Introduction: Respiratory syncytial virus (RSV) can cause severe illness among older adults, but potential cardiac complications have not been comprehensively described. We evaluated the frequency and severity of acute cardiac events among older adults hospitalized with laboratory-confirmed RSV to inform recommendations for RSV vaccine candidates in development. Methods: The RSV-Associated Hospitalization Surveillance Network (RSV-NET) abstracted medical record data among all hospitalized patients identified with laboratory-confirmed RSV infection (clinician-ordered testing) in a population-based catchment area of 38 counties in 9 states. Among adults aged ≥50 years hospitalized with RSV during the 2015-16 to 2017-18 RSV seasons, we estimated the period prevalence and 95% confidence interval (CI) of acute cardiac events, identified from the patient’s discharge diagnoses and ICD-10 codes. Multivariable generalized estimating equation models estimated the adjusted risk ratio (aRR) of intensive care unit (ICU) admission and in-hospital death by acute cardiac event status.
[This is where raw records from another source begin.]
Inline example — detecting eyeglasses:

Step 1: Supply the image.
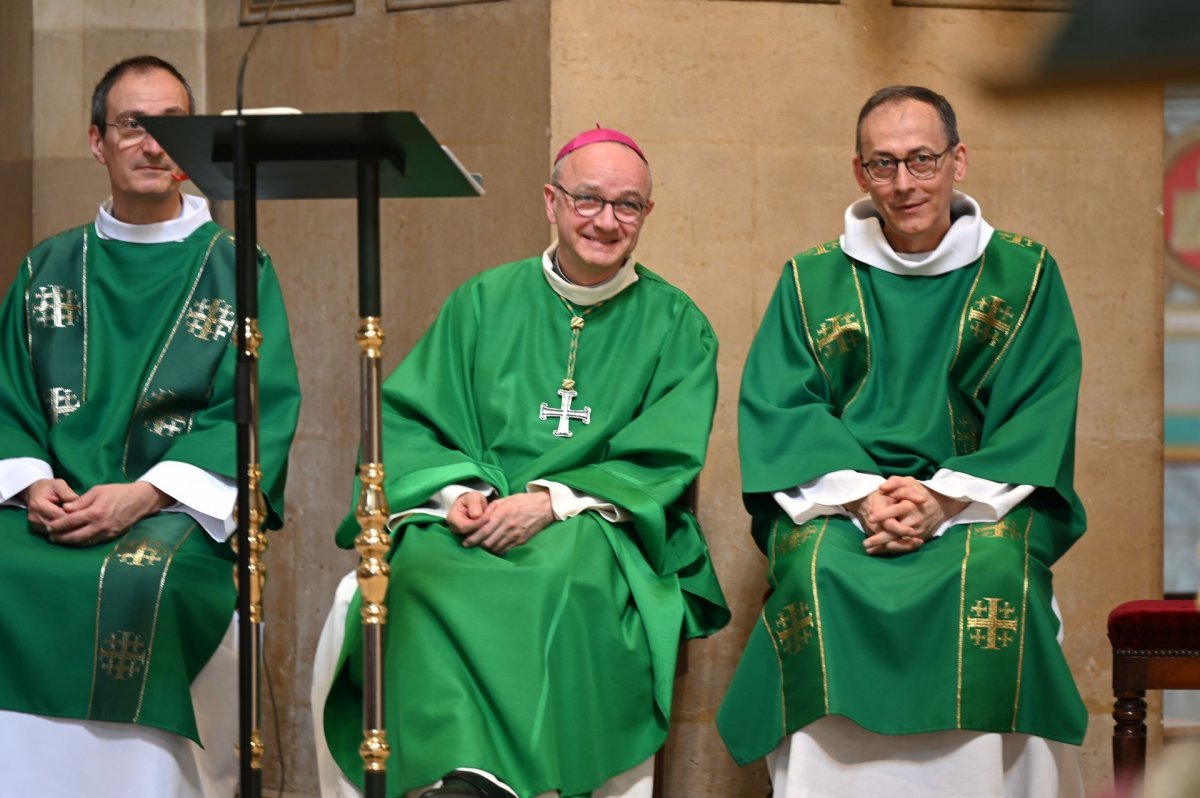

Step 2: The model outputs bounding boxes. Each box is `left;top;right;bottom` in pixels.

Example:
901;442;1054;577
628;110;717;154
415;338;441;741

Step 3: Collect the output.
863;144;954;182
553;182;649;222
104;116;146;143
Results: Among 3959 adults aged ≥50 years hospitalized with RSV (mean age 73 years), 20.8% (CI, 19.5-22.1) experienced an acute cardiac event during hospitalization, most frequently acute heart failure (14.3%; CI, 13.2-15.4; Table). Acute cardiac events were common among adults aged ≥75 years (25.0%; CI, 23.1-27.0) and among those with underlying cardiac disease (30.4%; CI: 28.5-32.3). Compared to patients without an acute cardiac event, those with an acute cardiac event were more likely to experience ICU admission (16.8% vs 27.0%; aRR: 1.7, CI: 1.5-1.9) and in-hospital death (4.1% vs 8.8%; aRR: 2.0, CI: 1.6-2.5). Conclusions: One in 5 older adults hospitalized with RSV experienced an acute cardiac event, which was associated with approximately double the risk of severe outcomes. Adults at greater risk of cardiac complications from RSV may benefit from vaccines when available.